Nana Odeneho Kyeremateng, Executive Chairman of Comet Properties, has disclosed that policies put in place by the government to address the challenges of housing deficit have not completely worked.
According to him, days when the agric business offered players the opportunity to earn some substantial monies for their cocoa in the world market to enable them to build houses has changed.
With this, he noted that the current world market prices do not offer same as they have been streamlined. This, he explained, has led to low revenue for such farmers who may even have the desire to build such houses.
“The policies have not worked totally. The international market has streamlined prices of Agric produce and doesn’t give room for people with 10 to 15 acres of cocoa to build houses again. When that vacuum was created, the public service came in, started employing people trying to bring young people who were civil servants, they granted them loans to build their own houses. But what was the percentage of the population that came into the public sector? They were few”.
Nana Odeneho Kyeremateng
According to him, despite Ghana Housing Department, currently State Housing, being introduced by former President Dr Kwame Nkrumah, which helped some environs including Cantonments, Labone, it also weakened due to economic challenges the country faced in the 1970s.

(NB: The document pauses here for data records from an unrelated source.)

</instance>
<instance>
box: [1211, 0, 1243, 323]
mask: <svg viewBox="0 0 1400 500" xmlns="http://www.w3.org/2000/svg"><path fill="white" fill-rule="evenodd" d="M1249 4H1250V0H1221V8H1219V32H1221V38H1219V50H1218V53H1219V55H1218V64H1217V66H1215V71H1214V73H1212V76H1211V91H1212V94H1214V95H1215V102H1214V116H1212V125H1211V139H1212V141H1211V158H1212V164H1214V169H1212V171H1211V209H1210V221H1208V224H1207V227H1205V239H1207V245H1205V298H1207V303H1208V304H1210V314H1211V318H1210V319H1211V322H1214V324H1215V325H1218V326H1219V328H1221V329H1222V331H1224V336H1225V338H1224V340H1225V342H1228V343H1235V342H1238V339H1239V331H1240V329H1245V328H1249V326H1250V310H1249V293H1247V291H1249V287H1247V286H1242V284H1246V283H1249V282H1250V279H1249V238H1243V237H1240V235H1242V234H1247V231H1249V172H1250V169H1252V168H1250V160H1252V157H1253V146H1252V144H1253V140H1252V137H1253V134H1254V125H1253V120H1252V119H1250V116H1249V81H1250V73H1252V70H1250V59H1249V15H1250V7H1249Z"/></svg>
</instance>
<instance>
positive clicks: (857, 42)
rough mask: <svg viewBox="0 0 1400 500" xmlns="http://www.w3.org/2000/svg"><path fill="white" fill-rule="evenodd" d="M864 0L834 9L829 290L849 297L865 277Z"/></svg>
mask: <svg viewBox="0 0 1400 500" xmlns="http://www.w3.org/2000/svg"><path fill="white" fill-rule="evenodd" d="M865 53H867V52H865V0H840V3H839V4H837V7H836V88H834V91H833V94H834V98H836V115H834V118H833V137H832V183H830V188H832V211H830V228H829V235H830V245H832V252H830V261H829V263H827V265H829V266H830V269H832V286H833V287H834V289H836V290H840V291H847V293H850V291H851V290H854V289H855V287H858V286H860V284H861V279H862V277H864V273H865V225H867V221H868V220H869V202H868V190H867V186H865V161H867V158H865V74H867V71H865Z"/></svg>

“When the ERP and the structural adjustment programs came in the 1980s with Rawlings, the World Bank said forget about building houses as a public sector function”.
Nana Odeneho Kyeremateng
Transfer of power to private sector
Mr Kyeremateng explained that the way government has transferred power to create affordable housing to the private sector doesn’t augur well for the sector.
“I don’t support the idea of insisting that it is the private sector that should lead in financing and funding housing. Government should play a major role. Big funds into a wholesale holder, who will then give it out to the mortgagees so citizens can get access to the funds.”
Nana Odeneho Kyeremateng
Mr Kyeremateng made his argument following the Ghana Statistical Service indication that the Greater Accra remains the most populated area with 5.44 million people, compared to the 4 million recorded in 2010.
The provisional report also revealed that out of the 10.7 million structures listed, 20 per cent were kiosks and wooden structures. One out of every five structures listed was not fully completed.
Partnership between government and private sector
Managing Director of Ecobank, Ghana Mr Dan Sackey in October last year revealed that private sector must complement government’s efforts in bridging the housing deficit in the country.
He noted that the continuous growth in the proportion of the Ghanaian population who live in urban areas had adverse impact on the country’s deficit.
Mr Sackey explained that there was the need for banks to act not only as financiers but as facilitators as well. Provision of customers with suitable payment platforms and solutions, he revealed will help to resolve the challenges that they may encounter in owning homes.
The Executive Secretary of the Ghana Real Estate Developers Association (GREDA), Mr Samuel Amegayibor also revealed that affordable housing in Ghana was only possible, if politicians would agree to collaborate with local technocrats and private real estate developers.